L’Unione Europea non è una cittadella assediata da Nuovi Barbari che scalpitano e imperversano alle sue frontiere. Essa incorpora nel suo DNA altri geni, altre più varie e inesauste combinazioni genetiche che la rendono capace, volendo, di scoprirsi diversa e alternativa a deviazioni, scissioni e derive clerico-capitalistiche che sembrano e sono speculari ad altre e più recenti derive islamistiche.


La Storia e la Didattica della Storia, manifestando e approfondendo le loro plurime e complesse “radici”, sono in grado di fornire all’Europa qualche notevole e pregevole punto di ancoraggio e di riferimento alternativo alle logiche integralistiche imperversanti anche e soprattutto per motivi politici ed economici in Occidente ( La Cina e l’India stazionano ai bordi della Cittadella solo per azzannare e divorare le ambite prede asserragliate nell’Ultimo Ridotto di Fort Apache generosamente ed eroicamente difeso e protetto per tutto l’Occidente, compresi i fedifraghi Europei, dalla rediviva ed insepolta Cavalleria federale di un risuscitato e sempre più spavaldo Generale Custer).


La Didattica della Storia andrebbe adeguatamente e sapientemente riorganizzata per sottrarla alla morsa livellatrice e standardizzatrice del rullo compressore della globalizzazione iperattualizzante e obliante. Essa dovrebbe riproporre all’attenzione del pubblico non solo scolastico e universitario un Impero bizantino o Romano d’Oriente , continuatore della tradizione imperiale romana dell’integrazione graduale e pacifica di etnie, religioni e tradizioni che, pur diverse se non opposte tra loro, alla fine di un lungo, laborioso, accidentato, complesso e tortuoso itinerario di lenta, ma costante trasformazione, si ritrovano completamente ibridate e contaminate. A tal punto da aver prodotto una nuova e più estesa comunità imperiale. Tale processo di amalgamazione, rilanciato e consolidato da Bisanzio, verrà riconfermato e ulteriormente sviluppato in modi e forme originali dai due Imperi che ne hanno continuato le tradizioni e i quadri amministrativi, l’Impero russo-sovietico e l’Impero turco.

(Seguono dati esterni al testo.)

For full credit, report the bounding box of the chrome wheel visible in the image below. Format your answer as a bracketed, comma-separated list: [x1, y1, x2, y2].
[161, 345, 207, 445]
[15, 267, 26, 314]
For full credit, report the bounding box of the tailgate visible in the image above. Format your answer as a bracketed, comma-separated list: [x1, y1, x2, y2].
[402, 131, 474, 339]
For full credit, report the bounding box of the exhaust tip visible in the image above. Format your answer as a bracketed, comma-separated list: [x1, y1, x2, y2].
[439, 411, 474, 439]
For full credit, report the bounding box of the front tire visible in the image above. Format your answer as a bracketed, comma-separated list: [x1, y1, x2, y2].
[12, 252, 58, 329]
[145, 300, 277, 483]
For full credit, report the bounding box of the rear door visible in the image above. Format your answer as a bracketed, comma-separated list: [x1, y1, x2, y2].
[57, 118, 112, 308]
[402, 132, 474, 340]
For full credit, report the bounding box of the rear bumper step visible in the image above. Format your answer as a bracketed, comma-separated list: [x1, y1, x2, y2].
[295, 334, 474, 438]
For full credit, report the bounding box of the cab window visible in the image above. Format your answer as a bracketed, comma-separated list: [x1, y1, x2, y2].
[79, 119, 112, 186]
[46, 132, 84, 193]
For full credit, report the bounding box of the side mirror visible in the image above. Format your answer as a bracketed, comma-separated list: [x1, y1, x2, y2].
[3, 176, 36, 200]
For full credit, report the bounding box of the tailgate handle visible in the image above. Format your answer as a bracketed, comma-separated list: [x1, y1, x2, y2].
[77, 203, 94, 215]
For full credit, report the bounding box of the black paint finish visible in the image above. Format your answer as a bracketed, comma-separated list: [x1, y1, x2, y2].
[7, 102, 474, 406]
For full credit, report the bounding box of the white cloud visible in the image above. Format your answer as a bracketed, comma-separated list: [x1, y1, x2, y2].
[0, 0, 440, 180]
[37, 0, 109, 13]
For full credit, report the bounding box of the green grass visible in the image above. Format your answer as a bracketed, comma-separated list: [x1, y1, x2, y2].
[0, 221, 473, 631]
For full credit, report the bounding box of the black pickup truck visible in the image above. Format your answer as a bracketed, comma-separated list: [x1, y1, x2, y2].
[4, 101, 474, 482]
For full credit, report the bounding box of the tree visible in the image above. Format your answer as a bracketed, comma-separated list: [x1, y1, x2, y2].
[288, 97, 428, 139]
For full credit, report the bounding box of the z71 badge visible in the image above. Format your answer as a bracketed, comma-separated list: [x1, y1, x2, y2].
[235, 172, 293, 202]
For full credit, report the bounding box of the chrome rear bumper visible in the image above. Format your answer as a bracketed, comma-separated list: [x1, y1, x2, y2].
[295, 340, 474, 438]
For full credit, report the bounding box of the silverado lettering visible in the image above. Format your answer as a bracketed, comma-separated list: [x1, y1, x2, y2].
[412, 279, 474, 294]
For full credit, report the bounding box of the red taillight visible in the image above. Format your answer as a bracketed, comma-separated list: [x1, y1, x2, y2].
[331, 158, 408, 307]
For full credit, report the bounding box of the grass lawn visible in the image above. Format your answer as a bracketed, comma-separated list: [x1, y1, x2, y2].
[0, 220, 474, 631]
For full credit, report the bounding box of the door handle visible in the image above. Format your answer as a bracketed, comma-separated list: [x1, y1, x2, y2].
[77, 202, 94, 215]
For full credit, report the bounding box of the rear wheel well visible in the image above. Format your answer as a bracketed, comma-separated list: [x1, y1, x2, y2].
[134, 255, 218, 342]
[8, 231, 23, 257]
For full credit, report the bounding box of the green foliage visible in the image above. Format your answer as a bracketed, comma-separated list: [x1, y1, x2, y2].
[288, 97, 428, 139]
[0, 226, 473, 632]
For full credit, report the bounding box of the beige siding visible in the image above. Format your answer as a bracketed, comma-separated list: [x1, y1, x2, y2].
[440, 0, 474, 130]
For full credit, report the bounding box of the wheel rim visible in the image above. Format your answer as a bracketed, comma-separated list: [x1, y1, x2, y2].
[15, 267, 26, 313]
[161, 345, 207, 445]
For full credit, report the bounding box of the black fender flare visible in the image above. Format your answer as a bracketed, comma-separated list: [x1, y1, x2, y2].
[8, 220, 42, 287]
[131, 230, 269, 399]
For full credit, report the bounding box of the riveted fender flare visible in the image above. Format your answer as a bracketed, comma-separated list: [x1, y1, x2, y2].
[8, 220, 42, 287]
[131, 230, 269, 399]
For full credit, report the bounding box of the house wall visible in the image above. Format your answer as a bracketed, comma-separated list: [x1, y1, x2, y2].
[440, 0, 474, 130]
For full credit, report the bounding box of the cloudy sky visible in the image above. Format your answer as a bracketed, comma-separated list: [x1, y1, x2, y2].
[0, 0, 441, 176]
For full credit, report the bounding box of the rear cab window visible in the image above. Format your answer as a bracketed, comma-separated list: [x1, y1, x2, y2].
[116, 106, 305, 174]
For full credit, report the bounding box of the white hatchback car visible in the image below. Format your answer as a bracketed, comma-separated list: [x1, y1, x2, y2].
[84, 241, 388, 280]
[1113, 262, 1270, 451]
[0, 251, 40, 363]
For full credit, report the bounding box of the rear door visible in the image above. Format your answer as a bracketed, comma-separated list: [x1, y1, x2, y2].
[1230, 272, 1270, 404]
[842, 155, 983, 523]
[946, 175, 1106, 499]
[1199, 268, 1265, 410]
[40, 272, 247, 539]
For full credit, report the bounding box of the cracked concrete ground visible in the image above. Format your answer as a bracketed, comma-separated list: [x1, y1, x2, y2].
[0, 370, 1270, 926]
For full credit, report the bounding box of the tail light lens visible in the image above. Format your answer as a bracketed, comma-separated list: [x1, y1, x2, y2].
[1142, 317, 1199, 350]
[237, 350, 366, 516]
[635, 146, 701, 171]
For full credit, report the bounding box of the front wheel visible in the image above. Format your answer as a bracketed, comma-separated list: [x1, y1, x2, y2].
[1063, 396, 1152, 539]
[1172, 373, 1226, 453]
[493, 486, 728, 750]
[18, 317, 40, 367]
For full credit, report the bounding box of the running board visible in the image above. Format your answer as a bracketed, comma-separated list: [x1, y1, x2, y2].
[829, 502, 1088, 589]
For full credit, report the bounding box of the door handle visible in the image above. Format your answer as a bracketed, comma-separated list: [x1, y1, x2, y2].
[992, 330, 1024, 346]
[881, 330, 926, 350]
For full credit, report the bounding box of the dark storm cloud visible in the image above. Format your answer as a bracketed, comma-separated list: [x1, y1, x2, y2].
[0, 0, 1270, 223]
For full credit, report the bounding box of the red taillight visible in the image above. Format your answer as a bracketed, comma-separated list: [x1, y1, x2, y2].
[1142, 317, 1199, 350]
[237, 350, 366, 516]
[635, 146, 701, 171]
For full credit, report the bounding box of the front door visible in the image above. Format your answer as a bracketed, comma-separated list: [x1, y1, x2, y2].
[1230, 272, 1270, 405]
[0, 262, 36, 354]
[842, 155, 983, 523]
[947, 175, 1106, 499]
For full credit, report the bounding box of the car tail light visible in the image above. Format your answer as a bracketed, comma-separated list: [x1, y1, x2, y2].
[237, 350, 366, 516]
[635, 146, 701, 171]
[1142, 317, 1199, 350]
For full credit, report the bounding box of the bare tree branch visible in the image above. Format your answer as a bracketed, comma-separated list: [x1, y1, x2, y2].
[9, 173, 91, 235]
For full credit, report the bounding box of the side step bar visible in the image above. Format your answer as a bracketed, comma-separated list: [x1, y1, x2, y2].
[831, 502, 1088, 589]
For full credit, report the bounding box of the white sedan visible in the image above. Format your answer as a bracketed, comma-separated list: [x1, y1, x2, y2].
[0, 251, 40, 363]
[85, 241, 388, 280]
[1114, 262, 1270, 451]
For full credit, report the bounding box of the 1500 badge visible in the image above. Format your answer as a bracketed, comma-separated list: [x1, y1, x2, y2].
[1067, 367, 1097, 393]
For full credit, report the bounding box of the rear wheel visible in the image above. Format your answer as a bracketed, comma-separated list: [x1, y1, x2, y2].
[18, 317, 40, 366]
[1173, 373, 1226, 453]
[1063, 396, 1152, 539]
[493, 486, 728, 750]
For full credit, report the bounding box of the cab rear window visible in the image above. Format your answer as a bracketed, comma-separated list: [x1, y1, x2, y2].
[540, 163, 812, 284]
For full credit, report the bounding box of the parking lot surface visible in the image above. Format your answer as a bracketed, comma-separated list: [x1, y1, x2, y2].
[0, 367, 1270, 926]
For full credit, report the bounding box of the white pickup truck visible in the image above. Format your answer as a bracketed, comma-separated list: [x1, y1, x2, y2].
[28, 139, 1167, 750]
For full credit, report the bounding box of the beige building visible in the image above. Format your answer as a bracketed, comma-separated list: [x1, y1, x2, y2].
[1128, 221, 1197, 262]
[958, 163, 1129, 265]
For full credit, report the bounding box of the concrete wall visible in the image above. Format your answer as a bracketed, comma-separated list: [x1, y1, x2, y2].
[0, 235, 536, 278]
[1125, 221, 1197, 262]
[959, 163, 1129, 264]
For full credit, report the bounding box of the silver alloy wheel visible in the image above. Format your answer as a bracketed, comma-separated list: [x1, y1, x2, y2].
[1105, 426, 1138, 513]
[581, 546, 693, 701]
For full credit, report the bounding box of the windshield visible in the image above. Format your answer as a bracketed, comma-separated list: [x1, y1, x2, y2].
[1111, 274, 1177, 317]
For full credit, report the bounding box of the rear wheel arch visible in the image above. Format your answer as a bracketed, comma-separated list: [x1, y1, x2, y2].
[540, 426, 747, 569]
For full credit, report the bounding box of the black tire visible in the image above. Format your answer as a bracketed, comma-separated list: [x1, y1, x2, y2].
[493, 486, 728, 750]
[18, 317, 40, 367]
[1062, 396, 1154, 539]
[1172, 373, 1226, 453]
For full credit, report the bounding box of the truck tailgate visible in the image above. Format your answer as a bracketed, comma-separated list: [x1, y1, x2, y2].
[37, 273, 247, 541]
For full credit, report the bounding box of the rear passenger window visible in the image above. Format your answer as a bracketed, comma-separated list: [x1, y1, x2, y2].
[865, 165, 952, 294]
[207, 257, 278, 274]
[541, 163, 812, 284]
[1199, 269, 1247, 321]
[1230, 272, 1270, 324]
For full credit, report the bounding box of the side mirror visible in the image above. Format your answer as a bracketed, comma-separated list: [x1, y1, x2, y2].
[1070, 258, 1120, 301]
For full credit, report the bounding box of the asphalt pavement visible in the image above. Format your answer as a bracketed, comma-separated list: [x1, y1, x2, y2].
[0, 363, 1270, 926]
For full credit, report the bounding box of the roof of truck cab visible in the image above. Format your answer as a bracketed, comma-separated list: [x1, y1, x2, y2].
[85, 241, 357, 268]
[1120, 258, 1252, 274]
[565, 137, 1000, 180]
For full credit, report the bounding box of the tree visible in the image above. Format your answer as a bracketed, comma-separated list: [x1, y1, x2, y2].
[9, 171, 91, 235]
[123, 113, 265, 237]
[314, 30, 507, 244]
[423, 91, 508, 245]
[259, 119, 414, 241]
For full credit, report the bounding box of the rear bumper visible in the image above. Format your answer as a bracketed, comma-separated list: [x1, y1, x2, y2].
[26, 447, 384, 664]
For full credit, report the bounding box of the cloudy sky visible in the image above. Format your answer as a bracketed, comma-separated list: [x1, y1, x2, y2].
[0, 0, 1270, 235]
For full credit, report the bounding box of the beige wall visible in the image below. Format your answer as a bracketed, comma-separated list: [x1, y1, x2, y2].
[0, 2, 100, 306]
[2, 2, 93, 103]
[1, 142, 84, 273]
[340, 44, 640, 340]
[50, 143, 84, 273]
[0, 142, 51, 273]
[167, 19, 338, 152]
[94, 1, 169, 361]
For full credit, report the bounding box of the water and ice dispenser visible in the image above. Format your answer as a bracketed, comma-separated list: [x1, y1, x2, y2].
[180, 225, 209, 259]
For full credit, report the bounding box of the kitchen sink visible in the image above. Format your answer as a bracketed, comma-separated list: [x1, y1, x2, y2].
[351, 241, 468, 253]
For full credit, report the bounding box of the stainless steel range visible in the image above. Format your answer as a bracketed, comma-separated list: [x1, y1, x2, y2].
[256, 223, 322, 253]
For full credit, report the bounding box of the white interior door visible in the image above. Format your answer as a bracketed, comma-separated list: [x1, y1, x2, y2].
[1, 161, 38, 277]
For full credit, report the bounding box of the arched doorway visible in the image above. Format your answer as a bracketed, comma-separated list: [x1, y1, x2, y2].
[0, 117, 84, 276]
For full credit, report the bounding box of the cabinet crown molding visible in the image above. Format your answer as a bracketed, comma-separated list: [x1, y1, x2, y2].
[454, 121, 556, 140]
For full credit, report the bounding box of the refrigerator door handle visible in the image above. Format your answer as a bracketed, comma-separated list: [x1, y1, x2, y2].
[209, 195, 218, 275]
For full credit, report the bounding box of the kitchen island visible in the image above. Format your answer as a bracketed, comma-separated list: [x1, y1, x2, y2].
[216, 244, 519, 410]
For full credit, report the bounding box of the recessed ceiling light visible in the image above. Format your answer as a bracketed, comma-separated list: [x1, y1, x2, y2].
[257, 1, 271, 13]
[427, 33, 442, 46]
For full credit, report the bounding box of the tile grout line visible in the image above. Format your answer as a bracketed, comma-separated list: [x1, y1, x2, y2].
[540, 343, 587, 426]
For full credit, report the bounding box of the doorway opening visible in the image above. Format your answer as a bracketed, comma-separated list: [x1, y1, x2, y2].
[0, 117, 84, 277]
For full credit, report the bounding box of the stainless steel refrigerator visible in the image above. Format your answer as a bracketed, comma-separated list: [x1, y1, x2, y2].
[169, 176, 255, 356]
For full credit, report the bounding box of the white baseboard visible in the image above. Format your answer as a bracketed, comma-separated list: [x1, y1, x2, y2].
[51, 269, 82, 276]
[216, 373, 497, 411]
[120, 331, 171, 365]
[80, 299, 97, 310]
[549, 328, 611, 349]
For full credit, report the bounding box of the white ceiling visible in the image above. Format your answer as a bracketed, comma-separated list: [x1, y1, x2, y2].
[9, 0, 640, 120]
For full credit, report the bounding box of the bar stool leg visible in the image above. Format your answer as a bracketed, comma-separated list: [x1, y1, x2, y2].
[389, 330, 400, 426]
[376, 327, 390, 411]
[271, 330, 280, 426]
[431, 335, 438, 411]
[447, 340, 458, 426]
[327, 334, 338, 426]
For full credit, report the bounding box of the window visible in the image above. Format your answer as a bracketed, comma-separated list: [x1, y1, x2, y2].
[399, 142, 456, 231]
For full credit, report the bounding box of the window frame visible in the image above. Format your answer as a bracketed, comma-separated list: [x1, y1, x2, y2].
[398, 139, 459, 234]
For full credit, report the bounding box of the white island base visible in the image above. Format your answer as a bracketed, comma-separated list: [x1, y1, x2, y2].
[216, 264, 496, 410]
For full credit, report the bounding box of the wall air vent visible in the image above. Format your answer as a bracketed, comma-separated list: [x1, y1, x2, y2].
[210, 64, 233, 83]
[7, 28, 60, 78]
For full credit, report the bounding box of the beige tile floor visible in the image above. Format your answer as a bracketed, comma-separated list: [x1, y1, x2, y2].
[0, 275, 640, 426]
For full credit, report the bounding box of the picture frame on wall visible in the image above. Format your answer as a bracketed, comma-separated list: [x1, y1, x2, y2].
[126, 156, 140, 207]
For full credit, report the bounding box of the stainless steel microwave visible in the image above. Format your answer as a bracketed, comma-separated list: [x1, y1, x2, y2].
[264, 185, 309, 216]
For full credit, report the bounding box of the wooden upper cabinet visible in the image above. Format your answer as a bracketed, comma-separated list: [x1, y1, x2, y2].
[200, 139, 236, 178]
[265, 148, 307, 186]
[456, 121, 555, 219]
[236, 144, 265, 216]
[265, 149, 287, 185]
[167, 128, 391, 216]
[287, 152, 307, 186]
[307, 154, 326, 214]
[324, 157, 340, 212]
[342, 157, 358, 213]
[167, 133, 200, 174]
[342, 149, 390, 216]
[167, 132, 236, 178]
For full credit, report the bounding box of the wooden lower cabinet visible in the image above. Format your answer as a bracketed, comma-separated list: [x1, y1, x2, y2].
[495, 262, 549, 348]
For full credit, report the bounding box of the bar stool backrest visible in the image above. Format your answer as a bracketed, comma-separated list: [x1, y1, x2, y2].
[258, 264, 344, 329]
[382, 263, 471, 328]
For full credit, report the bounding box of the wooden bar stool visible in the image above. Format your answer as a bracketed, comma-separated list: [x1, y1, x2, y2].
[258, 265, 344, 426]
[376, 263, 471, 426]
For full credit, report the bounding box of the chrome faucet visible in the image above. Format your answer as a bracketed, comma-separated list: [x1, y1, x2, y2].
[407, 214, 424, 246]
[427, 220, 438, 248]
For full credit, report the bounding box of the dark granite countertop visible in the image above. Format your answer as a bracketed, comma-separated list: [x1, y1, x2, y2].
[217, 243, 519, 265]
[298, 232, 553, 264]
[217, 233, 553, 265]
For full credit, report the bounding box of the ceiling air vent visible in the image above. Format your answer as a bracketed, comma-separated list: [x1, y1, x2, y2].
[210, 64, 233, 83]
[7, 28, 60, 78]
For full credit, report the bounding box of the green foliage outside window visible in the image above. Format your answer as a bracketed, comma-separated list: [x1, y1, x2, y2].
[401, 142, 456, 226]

Sia Bisanzio, ovvero la Roma d’Oriente, che i suoi rampolli, Mosca e Istanbul, immaginarono e crearono per secoli, attraverso abili e spregiudicate manovre, ampie e durature concezioni politiche, raffinati e complessi giochi diplomatici, caute aperture politiche, sapienti e lungimiranti orchestrazioni etnico-religiose, lenti adattamenti e delicati perfezionamenti amministrativi, complicate e sofisticate elaborazioni ideologiche, oculate e preziose autonomie comunitarie, innovative e metamorfiche istituzioni amalgamanti che consentirono sperimentazioni e svilupparono arditissime verticalizzazioni sociali altamente contaminanti e orizzontalizzazioni etniche altamente ibridanti.

 

Alla fine di questi elaborati, complessi, prolungati ed estenuanti processi di metabolizzazione politica, religiosa, sociale ed etnica, i successori e i continuatori di Roma in Oriente, pur in un’ottica di dominio imperiale, gestirono, organizzarono e , soprattutto, stabilizzarono e sintetizzarono un quadro, un mosaico incredibilmente poliedrico, polifonico e caleidoscopico di approcci e tradizioni solo apparentemente in perenne contraddizione. Quelle stesse incandescenti e magmatiche faglie sismiche che attraversano le marche di confine dell’Europa Allargata attuale, cioè i Balcani, il Caucaso, il Medio e Centro Oriente, furono abilmente e sapientemente canalizzate e stabilizzate.

 

Se oggi l’ex Iugoslavia, l’Albania, il Libano, l’Armenia, la Turchia, l’Iran, l’Irak e l’Afganistan sono ritornati a profilarsi come zone altamente e pericolosamente sismiche, lo si deve proprio al venir meno della Roma d’Oriente. Questo vuoto di potere strategico, oggi immenso e malamente riorganizzato dal Grande Fratello Americano, che, nella divaricazione sempre più accentuata tra Occidente e Oriente, sembra scorgere la sua ancora di salvezza ai danni dell’Europa, deve essere colmato da una neonata e redenta Bisanzio, mediazione vivente e palpitante, politica, culturale, economica e formativa tra Occidente ed Oriente.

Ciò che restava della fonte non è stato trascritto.